Still, “combat pay” bonuses are coming under increased scrutiny as the pandemic has widened the wealth inequality gap. According to a study of 100 S&P 500 companies published last month by the left-leaning Institute for Policy Studies, CEO pay for half of them rose 29% last year even as the average worker pay at those same companies fell 2%. In the case of all companies surveyed, the median pay for workers was less than $50,000 annually.

Co-author Sarah Anderson, director of IPS’ Global Economy Project, expressed support for the Tax Excessive CEO Pay Act, a bill introduced by Sens. Bernie Sanders and Elizabeth Warren that would increase the corporate tax rate by as much as 5% on companies where top executive pay is at least 50 times greater than that of the median pay for the company’s global workforce. While the bill is extremely unlikely to pass a divided Senate, Anderson believes that Congress must act to unwind the growing wealth inequality in the U.S.

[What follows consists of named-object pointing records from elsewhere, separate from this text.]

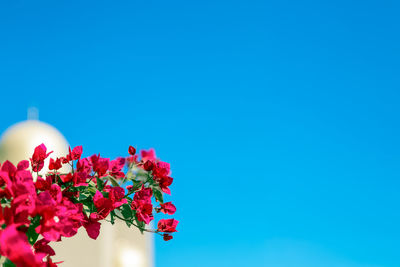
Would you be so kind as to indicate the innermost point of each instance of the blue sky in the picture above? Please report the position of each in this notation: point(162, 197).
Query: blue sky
point(280, 118)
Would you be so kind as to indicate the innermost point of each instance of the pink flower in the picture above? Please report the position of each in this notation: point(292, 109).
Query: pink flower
point(116, 166)
point(148, 166)
point(144, 211)
point(15, 246)
point(148, 155)
point(144, 194)
point(42, 246)
point(76, 153)
point(100, 165)
point(92, 227)
point(131, 150)
point(116, 195)
point(23, 165)
point(168, 208)
point(167, 237)
point(38, 157)
point(103, 205)
point(161, 169)
point(55, 164)
point(167, 226)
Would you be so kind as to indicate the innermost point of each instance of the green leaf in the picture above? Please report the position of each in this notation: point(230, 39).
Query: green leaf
point(126, 212)
point(158, 194)
point(112, 217)
point(31, 233)
point(8, 263)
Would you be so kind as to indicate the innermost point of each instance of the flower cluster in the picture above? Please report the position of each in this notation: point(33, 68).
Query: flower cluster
point(36, 212)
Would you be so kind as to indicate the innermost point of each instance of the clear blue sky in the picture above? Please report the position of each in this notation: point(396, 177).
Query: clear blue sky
point(280, 118)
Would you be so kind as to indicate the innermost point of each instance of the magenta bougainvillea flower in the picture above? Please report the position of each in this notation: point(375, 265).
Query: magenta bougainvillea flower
point(33, 214)
point(38, 157)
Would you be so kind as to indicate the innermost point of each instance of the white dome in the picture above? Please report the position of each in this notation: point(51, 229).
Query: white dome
point(19, 141)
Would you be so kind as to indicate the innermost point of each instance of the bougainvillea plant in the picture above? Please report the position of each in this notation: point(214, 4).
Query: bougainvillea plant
point(53, 206)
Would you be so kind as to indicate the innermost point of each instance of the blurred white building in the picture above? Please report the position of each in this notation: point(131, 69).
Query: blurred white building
point(116, 246)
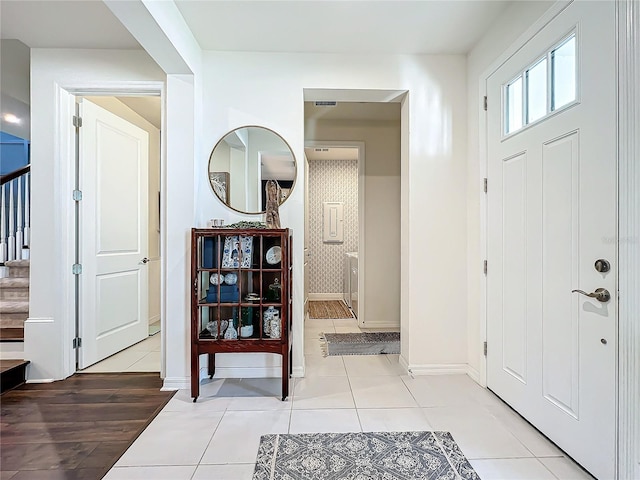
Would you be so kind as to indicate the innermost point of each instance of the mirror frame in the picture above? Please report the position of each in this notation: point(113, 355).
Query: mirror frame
point(262, 193)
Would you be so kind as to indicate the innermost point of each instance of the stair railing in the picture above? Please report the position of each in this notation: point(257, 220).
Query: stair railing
point(15, 214)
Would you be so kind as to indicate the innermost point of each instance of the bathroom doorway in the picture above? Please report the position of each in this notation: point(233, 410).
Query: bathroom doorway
point(354, 149)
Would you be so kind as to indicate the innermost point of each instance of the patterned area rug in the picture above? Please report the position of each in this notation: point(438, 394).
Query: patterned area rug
point(374, 343)
point(329, 309)
point(366, 456)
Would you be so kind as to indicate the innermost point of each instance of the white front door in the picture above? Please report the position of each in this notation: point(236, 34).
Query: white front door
point(551, 217)
point(113, 234)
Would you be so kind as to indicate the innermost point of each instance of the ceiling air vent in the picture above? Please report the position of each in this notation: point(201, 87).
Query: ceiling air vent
point(326, 103)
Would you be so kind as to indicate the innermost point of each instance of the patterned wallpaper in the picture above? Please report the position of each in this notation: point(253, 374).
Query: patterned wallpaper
point(331, 181)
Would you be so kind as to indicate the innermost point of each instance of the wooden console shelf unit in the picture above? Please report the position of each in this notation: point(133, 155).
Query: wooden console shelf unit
point(240, 296)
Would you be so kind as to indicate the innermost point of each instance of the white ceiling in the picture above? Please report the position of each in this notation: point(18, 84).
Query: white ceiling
point(63, 24)
point(344, 26)
point(361, 26)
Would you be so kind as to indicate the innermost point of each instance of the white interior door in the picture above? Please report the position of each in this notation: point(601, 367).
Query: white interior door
point(307, 251)
point(113, 234)
point(551, 216)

“We have a poisoned tree that is delivering, year after year, bitter fruit for workers and the sweetest of sweet for top executives. The pay gap between U.S. CEOs and their workers has increased, on average, over 15-fold since the 1960s,” Anderson wrote. “No nation in the world has CEOs as lavishly compensated as the United States today. No nation in the developed world has workers as economically vulnerable as workers in the United States.”

Diane Haithman contributed to this report.